Questions and opinions :
Q: What are the challenges for TE-CCL in handling collective communication operations that involve task dependencies, as opposed to those that do not, like ALLTOALL?
A: So for other creatives, you can technically use our formulation to you. It is possible to construct schedules for other patterns, such as ALLREDUCE or GATHER, by creatively combining or manipulating the existing solutions for ALLGATHER. It is also possible to use the formulation and models directly, and it is, we think it is possible. But we haven’t done so in our paper.
Q: I have 2 questions for you. The first one is that there is a solution required synchronization between different gpus. And how do you tackle the problem caused by the difference of computation? Capacity of different gpus? And the second question is, does your solution apply to multi-tasks like this?
A: 1. For handling synchronization between different GPUs, the solution does not require explicit synchronization mechanisms. Instead, it computes an optimized schedule offline and distributes this schedule to all GPUs with the expectation that they will complete their tasks according to the plan. The potential issue of problems, where some GPUs finish their tasks earlier than others, could impact performance.
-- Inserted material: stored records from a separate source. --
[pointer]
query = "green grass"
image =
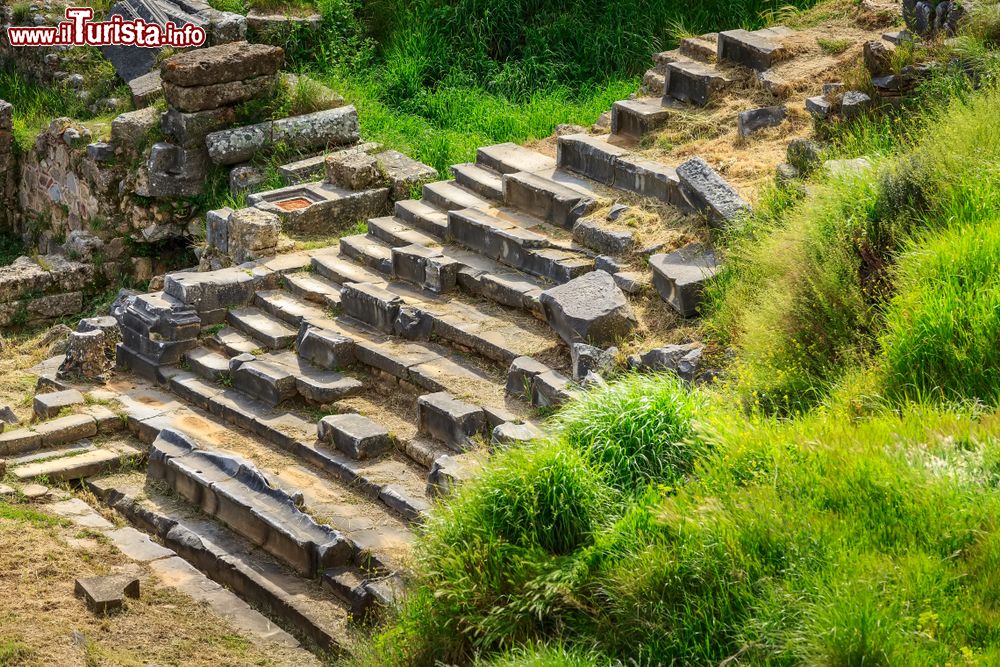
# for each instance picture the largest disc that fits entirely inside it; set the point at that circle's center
(806, 290)
(836, 502)
(13, 652)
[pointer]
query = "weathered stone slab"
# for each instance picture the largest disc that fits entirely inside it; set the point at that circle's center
(449, 420)
(235, 61)
(107, 594)
(324, 348)
(355, 435)
(49, 405)
(332, 127)
(753, 120)
(190, 129)
(750, 50)
(589, 155)
(371, 304)
(680, 276)
(590, 309)
(521, 374)
(709, 192)
(214, 96)
(237, 493)
(545, 198)
(693, 82)
(406, 175)
(636, 118)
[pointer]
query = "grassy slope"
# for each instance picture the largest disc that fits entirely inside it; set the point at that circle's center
(849, 517)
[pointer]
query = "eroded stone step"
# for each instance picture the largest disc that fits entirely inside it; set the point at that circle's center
(614, 166)
(59, 431)
(270, 331)
(397, 233)
(694, 82)
(680, 277)
(633, 119)
(448, 195)
(334, 266)
(545, 198)
(233, 490)
(296, 603)
(423, 216)
(703, 47)
(79, 465)
(484, 182)
(369, 251)
(517, 247)
(282, 443)
(757, 50)
(510, 158)
(397, 484)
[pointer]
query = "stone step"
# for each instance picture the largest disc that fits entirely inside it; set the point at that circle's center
(295, 603)
(258, 377)
(606, 163)
(315, 288)
(316, 385)
(756, 50)
(515, 246)
(397, 233)
(233, 342)
(423, 217)
(47, 406)
(680, 276)
(448, 195)
(703, 47)
(694, 82)
(394, 481)
(633, 119)
(344, 494)
(287, 307)
(271, 332)
(106, 458)
(369, 251)
(233, 490)
(484, 182)
(58, 431)
(338, 268)
(542, 197)
(510, 158)
(207, 363)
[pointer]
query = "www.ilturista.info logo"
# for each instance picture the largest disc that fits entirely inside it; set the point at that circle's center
(79, 29)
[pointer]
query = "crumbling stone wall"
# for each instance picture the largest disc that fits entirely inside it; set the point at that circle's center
(8, 165)
(71, 189)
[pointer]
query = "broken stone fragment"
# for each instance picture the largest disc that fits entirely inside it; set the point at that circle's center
(753, 120)
(589, 309)
(107, 594)
(353, 170)
(216, 95)
(252, 234)
(681, 359)
(333, 127)
(236, 61)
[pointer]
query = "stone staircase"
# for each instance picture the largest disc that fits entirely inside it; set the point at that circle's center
(320, 400)
(699, 72)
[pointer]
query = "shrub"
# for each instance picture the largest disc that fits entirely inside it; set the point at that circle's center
(637, 430)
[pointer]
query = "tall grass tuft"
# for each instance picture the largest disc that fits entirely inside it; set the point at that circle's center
(637, 431)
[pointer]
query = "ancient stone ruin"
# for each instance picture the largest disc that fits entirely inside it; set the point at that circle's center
(298, 407)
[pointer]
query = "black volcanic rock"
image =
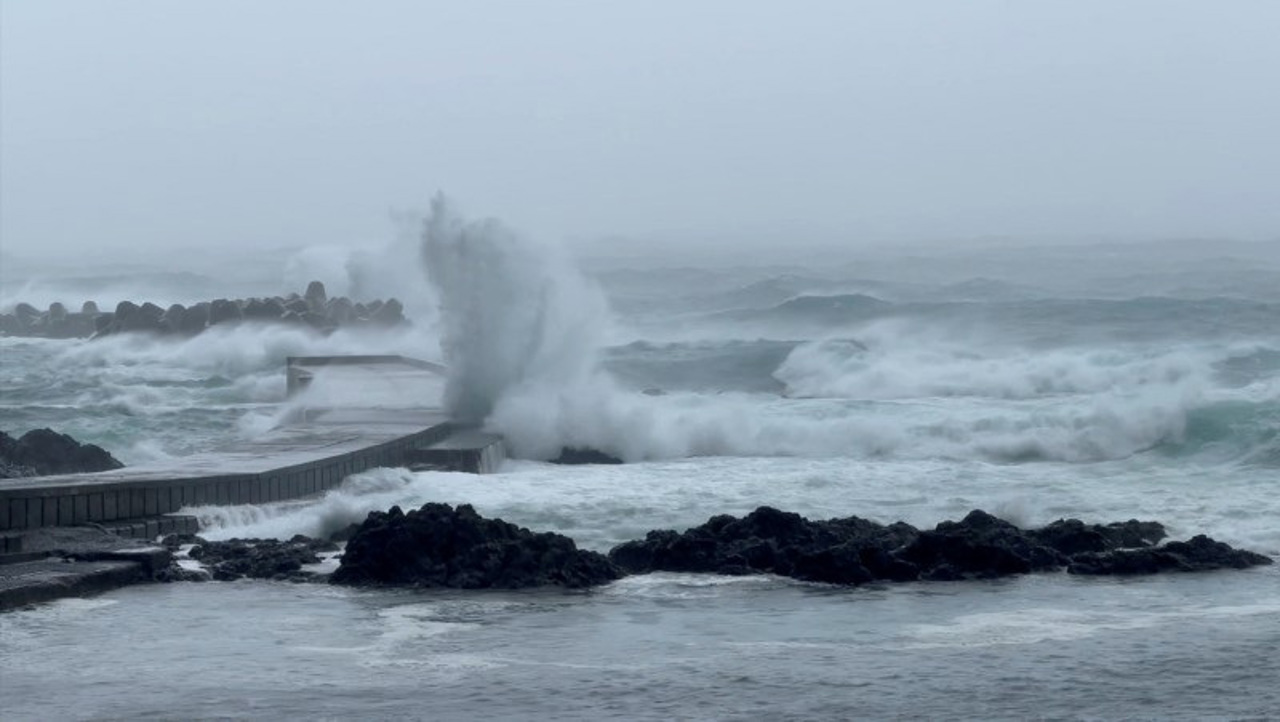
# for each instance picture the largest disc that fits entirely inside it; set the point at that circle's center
(575, 456)
(260, 558)
(854, 551)
(440, 547)
(1073, 537)
(1198, 553)
(840, 551)
(44, 452)
(979, 545)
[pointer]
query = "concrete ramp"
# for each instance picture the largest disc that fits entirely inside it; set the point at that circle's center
(320, 444)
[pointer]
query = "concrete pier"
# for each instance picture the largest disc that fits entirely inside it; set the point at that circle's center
(295, 461)
(348, 415)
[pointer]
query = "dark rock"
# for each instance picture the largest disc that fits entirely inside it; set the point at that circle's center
(196, 319)
(174, 319)
(339, 310)
(297, 306)
(10, 325)
(572, 456)
(1200, 553)
(315, 296)
(263, 310)
(979, 545)
(104, 323)
(840, 551)
(49, 452)
(1073, 537)
(260, 558)
(440, 547)
(223, 311)
(26, 314)
(388, 314)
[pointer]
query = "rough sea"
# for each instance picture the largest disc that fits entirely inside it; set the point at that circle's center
(1093, 382)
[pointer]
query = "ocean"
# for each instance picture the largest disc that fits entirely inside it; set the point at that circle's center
(1093, 382)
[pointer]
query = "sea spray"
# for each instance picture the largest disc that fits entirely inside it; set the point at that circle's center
(515, 315)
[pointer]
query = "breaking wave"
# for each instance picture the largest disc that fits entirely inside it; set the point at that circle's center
(524, 332)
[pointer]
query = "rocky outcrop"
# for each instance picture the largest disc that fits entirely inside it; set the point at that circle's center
(42, 452)
(259, 558)
(443, 547)
(314, 309)
(856, 551)
(575, 456)
(1198, 553)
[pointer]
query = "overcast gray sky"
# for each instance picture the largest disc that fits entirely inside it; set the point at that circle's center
(286, 123)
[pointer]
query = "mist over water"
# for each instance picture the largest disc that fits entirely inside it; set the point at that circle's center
(536, 353)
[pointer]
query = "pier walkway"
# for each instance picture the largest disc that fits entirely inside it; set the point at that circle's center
(306, 456)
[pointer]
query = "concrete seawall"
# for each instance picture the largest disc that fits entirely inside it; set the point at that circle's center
(293, 462)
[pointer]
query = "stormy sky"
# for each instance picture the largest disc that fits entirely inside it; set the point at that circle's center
(146, 124)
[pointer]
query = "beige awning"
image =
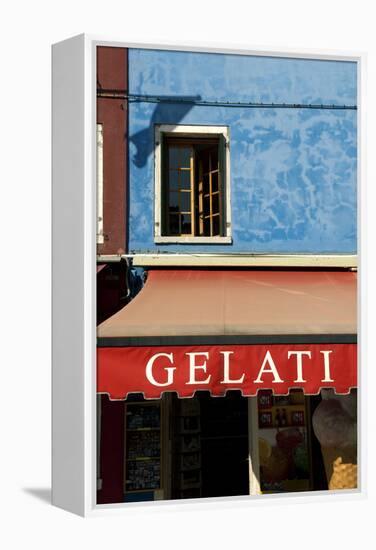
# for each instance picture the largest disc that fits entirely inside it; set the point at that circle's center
(203, 303)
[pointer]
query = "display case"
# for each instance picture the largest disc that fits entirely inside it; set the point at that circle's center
(143, 450)
(187, 449)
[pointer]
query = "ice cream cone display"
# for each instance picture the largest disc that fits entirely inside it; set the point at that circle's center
(345, 475)
(340, 467)
(334, 424)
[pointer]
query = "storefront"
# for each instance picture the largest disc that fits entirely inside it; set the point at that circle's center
(218, 373)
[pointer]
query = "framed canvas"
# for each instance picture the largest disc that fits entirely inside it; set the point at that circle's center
(205, 256)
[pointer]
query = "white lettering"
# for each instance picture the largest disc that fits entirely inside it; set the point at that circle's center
(299, 363)
(193, 367)
(170, 370)
(327, 377)
(268, 359)
(226, 369)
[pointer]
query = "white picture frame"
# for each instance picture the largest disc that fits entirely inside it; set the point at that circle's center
(74, 430)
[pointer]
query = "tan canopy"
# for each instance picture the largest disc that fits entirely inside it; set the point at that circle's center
(238, 302)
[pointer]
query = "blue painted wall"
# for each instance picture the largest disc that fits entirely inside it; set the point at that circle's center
(293, 171)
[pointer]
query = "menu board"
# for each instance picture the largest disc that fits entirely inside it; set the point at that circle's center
(283, 439)
(143, 447)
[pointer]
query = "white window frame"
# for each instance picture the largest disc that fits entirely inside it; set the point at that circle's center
(191, 131)
(100, 235)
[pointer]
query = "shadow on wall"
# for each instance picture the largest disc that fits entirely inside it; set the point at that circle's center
(170, 110)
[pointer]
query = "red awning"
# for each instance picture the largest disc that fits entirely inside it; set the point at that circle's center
(219, 330)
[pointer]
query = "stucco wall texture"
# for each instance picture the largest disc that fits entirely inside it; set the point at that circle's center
(293, 171)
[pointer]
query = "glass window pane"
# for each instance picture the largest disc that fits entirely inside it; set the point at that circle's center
(174, 179)
(174, 224)
(173, 157)
(173, 201)
(207, 205)
(207, 227)
(214, 159)
(215, 203)
(206, 184)
(185, 179)
(215, 182)
(185, 201)
(186, 227)
(184, 157)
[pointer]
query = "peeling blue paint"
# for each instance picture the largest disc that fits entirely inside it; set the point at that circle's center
(293, 171)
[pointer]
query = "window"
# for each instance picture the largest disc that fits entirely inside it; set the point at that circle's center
(192, 184)
(100, 236)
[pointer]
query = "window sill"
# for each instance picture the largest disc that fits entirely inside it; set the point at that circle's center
(193, 240)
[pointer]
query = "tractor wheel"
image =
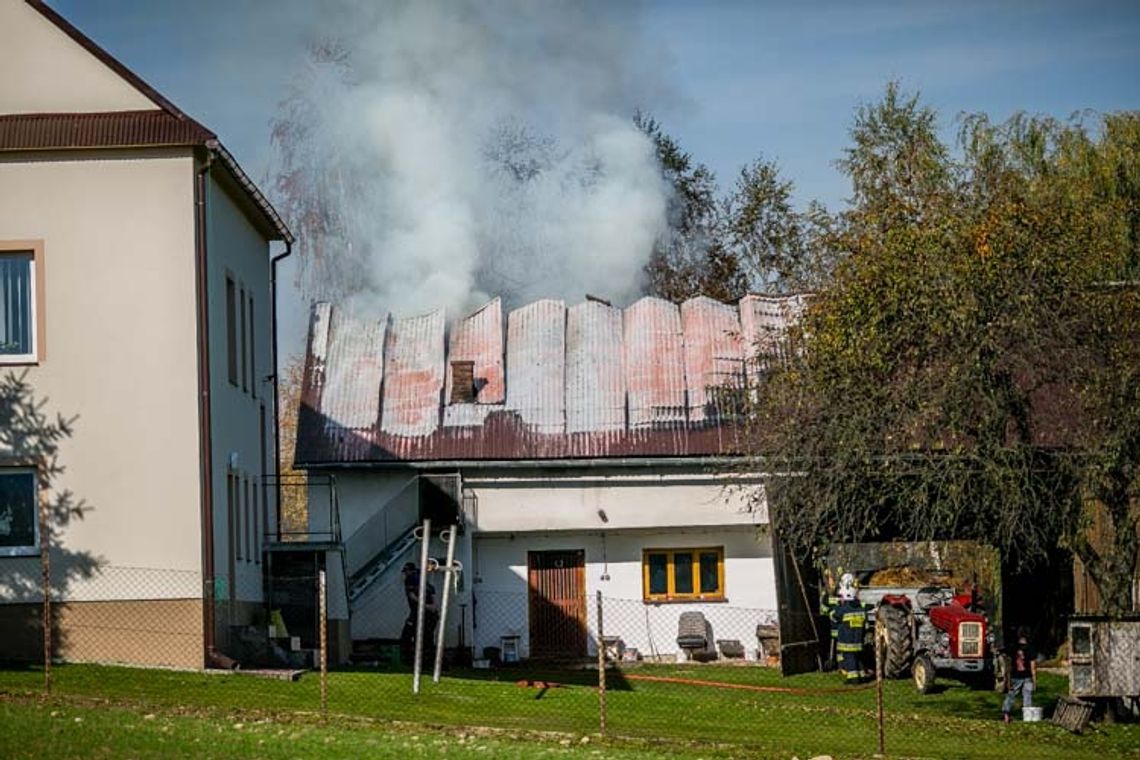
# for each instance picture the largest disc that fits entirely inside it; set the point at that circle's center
(922, 672)
(893, 629)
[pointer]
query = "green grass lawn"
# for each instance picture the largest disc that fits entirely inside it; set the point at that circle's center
(820, 717)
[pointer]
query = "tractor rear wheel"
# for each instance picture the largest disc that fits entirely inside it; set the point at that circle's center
(893, 629)
(923, 673)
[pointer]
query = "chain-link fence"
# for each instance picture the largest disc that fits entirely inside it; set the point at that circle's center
(626, 668)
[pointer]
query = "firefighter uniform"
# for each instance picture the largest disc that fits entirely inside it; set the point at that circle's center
(828, 604)
(849, 619)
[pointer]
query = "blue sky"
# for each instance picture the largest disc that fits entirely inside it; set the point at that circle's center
(734, 80)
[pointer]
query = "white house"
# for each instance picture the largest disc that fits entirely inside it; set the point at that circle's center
(136, 293)
(580, 450)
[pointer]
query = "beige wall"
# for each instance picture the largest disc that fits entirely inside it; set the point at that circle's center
(117, 233)
(46, 71)
(164, 632)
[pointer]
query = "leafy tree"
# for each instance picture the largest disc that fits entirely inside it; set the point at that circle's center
(968, 372)
(725, 245)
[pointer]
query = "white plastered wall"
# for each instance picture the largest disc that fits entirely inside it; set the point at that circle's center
(45, 71)
(117, 234)
(239, 442)
(613, 566)
(644, 508)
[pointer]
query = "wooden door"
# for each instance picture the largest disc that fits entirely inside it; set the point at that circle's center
(558, 603)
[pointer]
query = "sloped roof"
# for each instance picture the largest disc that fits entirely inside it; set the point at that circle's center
(167, 125)
(653, 380)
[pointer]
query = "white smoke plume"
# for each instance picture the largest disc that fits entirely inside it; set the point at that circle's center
(436, 153)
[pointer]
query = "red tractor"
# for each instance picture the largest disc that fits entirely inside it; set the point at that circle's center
(930, 629)
(922, 626)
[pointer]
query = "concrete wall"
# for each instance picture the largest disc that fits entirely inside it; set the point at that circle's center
(117, 235)
(46, 71)
(242, 413)
(643, 497)
(544, 511)
(750, 596)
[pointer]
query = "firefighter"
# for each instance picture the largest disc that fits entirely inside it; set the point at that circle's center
(849, 619)
(829, 599)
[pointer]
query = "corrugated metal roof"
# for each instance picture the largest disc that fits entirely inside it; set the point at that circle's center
(588, 382)
(413, 375)
(714, 357)
(355, 367)
(536, 354)
(595, 375)
(654, 364)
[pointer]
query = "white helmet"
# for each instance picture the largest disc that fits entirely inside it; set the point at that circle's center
(847, 588)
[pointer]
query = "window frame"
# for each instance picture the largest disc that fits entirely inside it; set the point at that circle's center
(231, 329)
(672, 594)
(33, 549)
(34, 248)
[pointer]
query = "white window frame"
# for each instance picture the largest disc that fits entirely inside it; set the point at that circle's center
(34, 250)
(34, 548)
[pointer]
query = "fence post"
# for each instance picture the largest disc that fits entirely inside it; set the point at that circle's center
(879, 654)
(323, 606)
(601, 669)
(46, 572)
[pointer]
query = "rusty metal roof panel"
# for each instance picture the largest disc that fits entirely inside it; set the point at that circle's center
(479, 338)
(536, 365)
(413, 375)
(714, 356)
(654, 364)
(593, 382)
(595, 378)
(355, 365)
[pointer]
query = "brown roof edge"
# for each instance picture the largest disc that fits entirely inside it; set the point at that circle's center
(195, 133)
(114, 129)
(251, 189)
(108, 59)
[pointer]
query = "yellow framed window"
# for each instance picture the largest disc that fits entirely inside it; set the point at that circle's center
(683, 574)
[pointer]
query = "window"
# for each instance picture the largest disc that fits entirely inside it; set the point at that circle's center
(21, 302)
(253, 353)
(669, 574)
(257, 534)
(231, 329)
(249, 523)
(19, 530)
(245, 344)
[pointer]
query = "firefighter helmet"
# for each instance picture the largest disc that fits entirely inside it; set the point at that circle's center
(847, 588)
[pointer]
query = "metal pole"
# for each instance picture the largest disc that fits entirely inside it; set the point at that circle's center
(448, 579)
(46, 571)
(323, 605)
(878, 691)
(420, 606)
(601, 669)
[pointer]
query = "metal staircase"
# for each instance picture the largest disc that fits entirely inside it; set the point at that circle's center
(379, 565)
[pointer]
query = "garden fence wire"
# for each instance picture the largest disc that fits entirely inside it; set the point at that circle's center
(600, 665)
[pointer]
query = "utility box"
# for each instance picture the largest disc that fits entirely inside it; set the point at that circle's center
(1105, 656)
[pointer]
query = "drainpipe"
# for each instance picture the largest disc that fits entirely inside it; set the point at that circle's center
(205, 448)
(277, 416)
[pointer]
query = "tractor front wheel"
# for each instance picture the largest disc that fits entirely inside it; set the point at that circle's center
(893, 629)
(923, 673)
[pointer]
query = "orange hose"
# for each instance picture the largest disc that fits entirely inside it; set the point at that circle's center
(746, 687)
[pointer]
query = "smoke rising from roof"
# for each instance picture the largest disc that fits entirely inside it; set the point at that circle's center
(439, 152)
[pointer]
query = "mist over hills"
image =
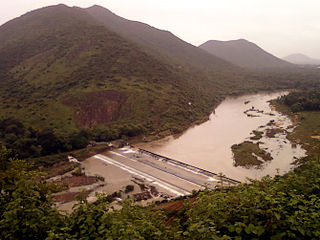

The recognition of this issue is acknowledged, and it is noted as an area for future work.
2. Yes, for multi-tenancy. Yes, I’d say it’s a string of traffic engineering that traffic engineering supports multi tenancy. So it is possible to model workload into our formulation, and I think good direction to work out in the future to better improve this formulation.
Q: What makes the new formulation different and better at solving multi-node problems, given that it still uses conventional optimization techniques like ILP and LP? particularly how it helps to reduce the solution space and improve the handling of multi-node problems compared to existing methods?
A: I think the magic comes from the field of traffic. Engineering formulation has been started and optimized for decades. So our formulation, based on traffic engineering formulation, turns out to be better in efficiency and schedule than previous formulations, and we also design other formulations, including A star which further increases the scalability compared to those MILP, or LP problem.
Personal thoughts
What stands out is the innovative approach of applying multi-commodity flow principles to model and solve complex communication problems in a scalable way. The TE-CCL system’s ability to outperform existing methods in both scalability and solution quality is an impressive feat, particularly its adaptability to different GPU topologies and its robust handling of various communication patterns.The paper also raises a number of open questions and potential areas for further exploration. For instance, while the evaluation is thorough, the impact of TE-CCL on real-world distributed training jobs beyond synthetic benchmarks is not fully explored.